Have you been renting an apartment for years and you are tired of hearing your upstairs neighbor stomping around in their living room? Is it time to move out of your parent’s house now that you have a solid job and can afford a down payment on a home? Has your young family outgrown the townhome where you had your first child?
Whatever the case may be, there comes a time for many of us when buying a home is the best next step. Though some may be satisfied with renting properties for their entire lives, others prefer the privacy, investment opportunity, and customization possibilities that owning a home provides.
The problem is that buying a house can be very expensive, especially the initial costs. It might seem easier to just keep paying rental installments each month rather than saving for a large down payment and earning enough to cover all the ongoing expenses. However, the benefits often outweigh the costs, so it is important to understand what home loan products are available to help you finance your purchase.
Conventional Loan
Most homebuyers in America will take advantage of a conventional conforming loan to purchase their homes. This is the most common type of mortgage because it is widely available to anyone provided they meet the requirements. Most lenders have similar standards for borrowers who want a conventional conforming loan. You must have a credit score of at least 620 to demonstrate that you reliably pay back your debts. For a down payment, the minimum is usually around 3.5% of the total cost of the home. However, if you can shoot for a 20% down payment, then you can avoid extra fees like mortgage insurance. You must also have a steady income and a decent debt-to-income ratio for lenders to feel safe granting you a conventional loan.
Jumbo Loan
A jumbo loan is a type of conventional loan, but it is considered non-conforming. Conventional loans are those that are not backed by a government entity like the FHA or the VA. However, there is a limit that determines if a loan is conforming or non-conforming. Two real estate organizations that are regulated by the government are known as Fannie Mae and Freddie Mac. These two entities buy mortgages in the secondary market, but only up to a certain amount. In 2024, that number is $766,550, though it could be higher in competitive markets. If you need a loan for a higher price than that limit, you are applying for a jumbo loan. There are numerous jumbo loan pros and cons to weigh, but the primary benefit is being able to afford more expensive homes. However, there are far stricter standards, such as a credit score of 720 and a higher down payment requirement.
FHA Loan
Some mortgages are insured by government entities to make them more affordable than their conventional counterparts. One of the most common is an FHA loan, which is backed by the Federal Housing Administration. An FHA loan has several benefits that help people afford homes who ordinarily might not be able to. First, there is a lower credit score requirement of 580. Second, interest rates tend to be lower for FHA mortgages, which means your monthly payments and total loan balance will also be lower. Third, your debt-to-income ratio does not have to be perfect, though it should still be low enough that you are not considered at risk of default.
USDA Loan
If you have a lower credit score or limited income, then you could use a loan from the United States Department of Agriculture to purchase a home in a rural area. These loans have similar benefits to an FHA mortgage, but they only apply to houses in rural settings. USDA loans have zero down payment requirements and often come with much lower interest rates than conventional loans, making the path to homeownership far easier. Since the homes you can look at may not be in as great of a condition, it is important to look for certain things when shopping for houses in rural areas.
VA Loan
If you are a veteran, active-duty service member, or surviving spouse of a veteran, then you could qualify for one of the best loan programs out there. VA loans have no down payment requirements, no mortgage insurance premiums, and lower interest rates. As long as you qualify with a certificate of eligibility, then you can obtain these highly beneficial loans to make your home purchase much more affordable. This is a great way to purchase your first home to take advantage of significant savings so that building equity in the property is easier.

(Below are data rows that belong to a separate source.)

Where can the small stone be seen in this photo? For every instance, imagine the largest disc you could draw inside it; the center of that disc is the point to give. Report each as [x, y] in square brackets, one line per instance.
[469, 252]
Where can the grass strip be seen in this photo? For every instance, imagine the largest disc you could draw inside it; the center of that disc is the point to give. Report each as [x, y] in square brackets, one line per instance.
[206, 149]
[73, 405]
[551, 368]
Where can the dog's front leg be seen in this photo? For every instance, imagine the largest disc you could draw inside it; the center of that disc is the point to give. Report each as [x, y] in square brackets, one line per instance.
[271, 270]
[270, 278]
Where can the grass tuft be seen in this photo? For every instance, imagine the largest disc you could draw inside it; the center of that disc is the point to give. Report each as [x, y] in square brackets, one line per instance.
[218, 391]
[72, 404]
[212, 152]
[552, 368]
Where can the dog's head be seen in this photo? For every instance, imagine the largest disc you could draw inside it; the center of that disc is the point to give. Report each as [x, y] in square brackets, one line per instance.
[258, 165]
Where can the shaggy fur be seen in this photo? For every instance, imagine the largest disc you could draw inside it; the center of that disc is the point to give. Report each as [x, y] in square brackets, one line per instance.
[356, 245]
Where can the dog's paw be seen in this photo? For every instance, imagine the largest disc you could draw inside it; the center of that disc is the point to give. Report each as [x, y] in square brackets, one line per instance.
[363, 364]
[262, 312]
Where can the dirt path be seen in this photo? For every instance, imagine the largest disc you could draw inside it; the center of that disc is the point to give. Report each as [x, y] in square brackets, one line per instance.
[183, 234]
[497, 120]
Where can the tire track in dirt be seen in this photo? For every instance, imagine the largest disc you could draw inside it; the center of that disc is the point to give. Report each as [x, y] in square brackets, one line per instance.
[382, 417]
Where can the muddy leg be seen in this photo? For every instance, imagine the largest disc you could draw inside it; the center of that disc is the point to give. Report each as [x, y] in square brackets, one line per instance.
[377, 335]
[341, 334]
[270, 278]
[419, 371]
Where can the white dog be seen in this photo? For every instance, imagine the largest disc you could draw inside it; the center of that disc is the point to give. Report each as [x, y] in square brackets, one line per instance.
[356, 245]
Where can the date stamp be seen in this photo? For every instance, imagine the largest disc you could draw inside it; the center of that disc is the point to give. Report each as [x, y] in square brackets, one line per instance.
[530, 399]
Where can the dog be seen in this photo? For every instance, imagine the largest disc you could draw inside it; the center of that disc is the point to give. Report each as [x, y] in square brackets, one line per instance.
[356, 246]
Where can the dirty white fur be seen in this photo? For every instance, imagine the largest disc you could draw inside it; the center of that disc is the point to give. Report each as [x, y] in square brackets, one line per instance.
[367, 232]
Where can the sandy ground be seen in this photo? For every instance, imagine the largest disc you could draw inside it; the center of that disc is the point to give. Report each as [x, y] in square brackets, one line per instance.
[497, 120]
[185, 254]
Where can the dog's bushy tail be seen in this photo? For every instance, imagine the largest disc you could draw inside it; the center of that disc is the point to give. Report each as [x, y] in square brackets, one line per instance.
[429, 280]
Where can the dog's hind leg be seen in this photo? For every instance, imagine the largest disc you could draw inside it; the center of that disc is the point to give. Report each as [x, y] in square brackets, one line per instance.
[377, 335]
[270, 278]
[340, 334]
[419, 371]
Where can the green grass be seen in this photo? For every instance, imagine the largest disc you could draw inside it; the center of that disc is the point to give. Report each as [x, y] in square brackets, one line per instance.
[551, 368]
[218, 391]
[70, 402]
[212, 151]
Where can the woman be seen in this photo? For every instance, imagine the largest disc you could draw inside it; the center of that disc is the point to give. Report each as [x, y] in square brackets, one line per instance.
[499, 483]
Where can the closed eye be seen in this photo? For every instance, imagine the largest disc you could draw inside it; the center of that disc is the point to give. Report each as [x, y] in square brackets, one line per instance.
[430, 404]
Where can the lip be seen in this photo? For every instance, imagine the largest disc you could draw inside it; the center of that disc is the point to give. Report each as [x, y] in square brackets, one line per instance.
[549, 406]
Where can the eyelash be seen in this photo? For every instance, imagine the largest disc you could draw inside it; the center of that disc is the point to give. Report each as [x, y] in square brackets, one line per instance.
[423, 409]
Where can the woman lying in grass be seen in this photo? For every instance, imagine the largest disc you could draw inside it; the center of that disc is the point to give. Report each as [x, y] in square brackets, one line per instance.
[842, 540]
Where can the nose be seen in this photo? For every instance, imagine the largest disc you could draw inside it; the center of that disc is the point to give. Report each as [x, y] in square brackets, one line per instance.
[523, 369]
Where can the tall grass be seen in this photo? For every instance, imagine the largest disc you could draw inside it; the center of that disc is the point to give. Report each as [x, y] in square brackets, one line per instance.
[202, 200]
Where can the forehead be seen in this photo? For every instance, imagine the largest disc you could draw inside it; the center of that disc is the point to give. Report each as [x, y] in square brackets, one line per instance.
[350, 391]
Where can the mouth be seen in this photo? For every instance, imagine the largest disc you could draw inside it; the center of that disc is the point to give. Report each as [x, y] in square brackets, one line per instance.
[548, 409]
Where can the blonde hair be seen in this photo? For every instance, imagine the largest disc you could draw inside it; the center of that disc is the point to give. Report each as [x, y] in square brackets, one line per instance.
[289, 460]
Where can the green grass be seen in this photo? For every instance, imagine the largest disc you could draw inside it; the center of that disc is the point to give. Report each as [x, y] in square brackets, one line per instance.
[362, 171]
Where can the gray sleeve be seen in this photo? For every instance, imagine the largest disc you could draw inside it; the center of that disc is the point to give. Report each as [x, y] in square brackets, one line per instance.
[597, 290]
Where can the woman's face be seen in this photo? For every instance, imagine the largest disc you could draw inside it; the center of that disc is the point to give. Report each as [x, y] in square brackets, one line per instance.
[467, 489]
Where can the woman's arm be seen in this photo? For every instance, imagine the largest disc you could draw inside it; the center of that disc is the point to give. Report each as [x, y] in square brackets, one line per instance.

Every Home Loan is a Way to Invest and Build Equity
Every mortgage product on this list is simply a means of acquiring your home. Once you own it and start making payments, equity starts to increase. The longer you stay in the home and make your payments, the more equity you will have. Then, you can use that equity to either refinance for cash, take out a home equity line of credit, or sell the home and make a larger profit. Using a home loan to purchase your house is an investment in the future.